Citing State of the Industry data from NACS. It is the US-based association for convenience and fuel retailing. Hence, Gas Buddy noted that a convenience store’s inside sales generated almost three-quarters of all gross profit dollars. However, still, some estimates that a similar number of consumers fill up and drive away. These are consumers who are never coming inside to make additional purchases.
Converting those forecourt customers to inside customers is not impossible. In a new study, Canopy to the Store. The Gas Buddy found that conversion depends on a C-store operator’s ability to meet consumer needs of safety. In addition to safety are cleanliness and hospitality. Additionally, consumers show a “strong interest” in specific strategies and promotions. These are strategies that can move them from the pumps to the store.
First impressions count: Think curb appeal
Gas Buddy released a report summarizing the findings from its surveys conducted in July 2018 and December 2018. Chief among its findings: Curb appeal matters.

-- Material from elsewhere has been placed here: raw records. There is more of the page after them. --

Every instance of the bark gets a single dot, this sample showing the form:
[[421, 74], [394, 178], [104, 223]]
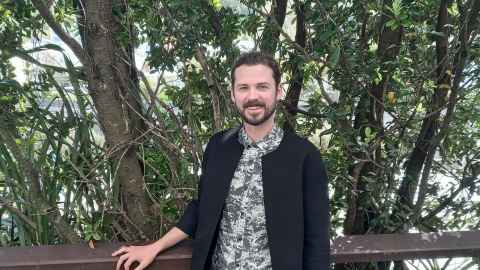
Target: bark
[[369, 113], [273, 27], [429, 128], [113, 86], [213, 86], [119, 112], [296, 84], [433, 130]]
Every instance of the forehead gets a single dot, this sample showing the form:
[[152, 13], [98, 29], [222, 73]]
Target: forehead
[[246, 74]]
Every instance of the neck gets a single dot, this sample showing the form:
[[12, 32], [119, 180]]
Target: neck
[[256, 133]]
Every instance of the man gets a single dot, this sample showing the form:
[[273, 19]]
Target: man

Calling the forecourt “the first handshake that welcomes customers to the store”. The consumers are unlikely to go inside a store according to the Gas buddy. This will only happen if they perceive it as dirty boring or unexceptional. Reputation matters as well.
Frequent customers cite the following factors. These are factors as having a strong or moderate influence in their opinion of a store before stepping inside:
- Store design and upkeep (82.54 percent)
- Cleanliness of the fuel area (79.7 percent)
- Quality of lighting (79.6 percent)
- Brand reputation (58.6 percent)
- Opinions of friends and family (55.12 percent)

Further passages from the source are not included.